Quote:
Originally Posted by Td-d
What?
|
Knock sensor equipped engines develop peak bmep until they knock. Cold weather doesn't reduce the detonation point.
Intercooler equipped turbo engines can develop higher torque because the compressed intake charge is cooled effectively by very cold weather, but in the intercooler.
Cold ambient air doesn't affect combustion chamber temperatures by any significant amount. The higher the compression ratio the less the starting air temperature affects pre-ignition charge temperature. Detonation results from end gas spontaneous ignition prematurely caused by the compression wave resulting from the flame front. That in turn limits bmep which limits peak torque. Knock sensors permit combustion pressures to rise up to that point and not beyond.
Therefore, if this engine is controlled by knock sensors then it produces its highest bmep at the point the knock sensor operates.
It is true that colder intake air is denser and therefore an engine not already optimized will run better in cold temperatures than in warm temperatures. This is not the case off engines controlled by knock sensors unless turbo intercooled.
Remember that the key advantage of direction injection is charge cooling resulting from cool fuel sprayed directly into the hot compressed air in the combustion chamber.
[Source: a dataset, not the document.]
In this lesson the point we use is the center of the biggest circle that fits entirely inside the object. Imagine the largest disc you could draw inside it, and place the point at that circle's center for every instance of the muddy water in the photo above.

The starting temperature of that air is pretty much irrelevant now.
This is one reason "cold" air intake modifications won't produce any meaningful extra power out if these engines and because the stock air box is pretty efficient already there are no real flow advantages available either.
While an engine develops higher torque as it ingests more air mass it cannot exceed its designed detonation limit.
If you drove in the 70's and then when the first knock sensor equipped engines came out in the 80's you would realize this.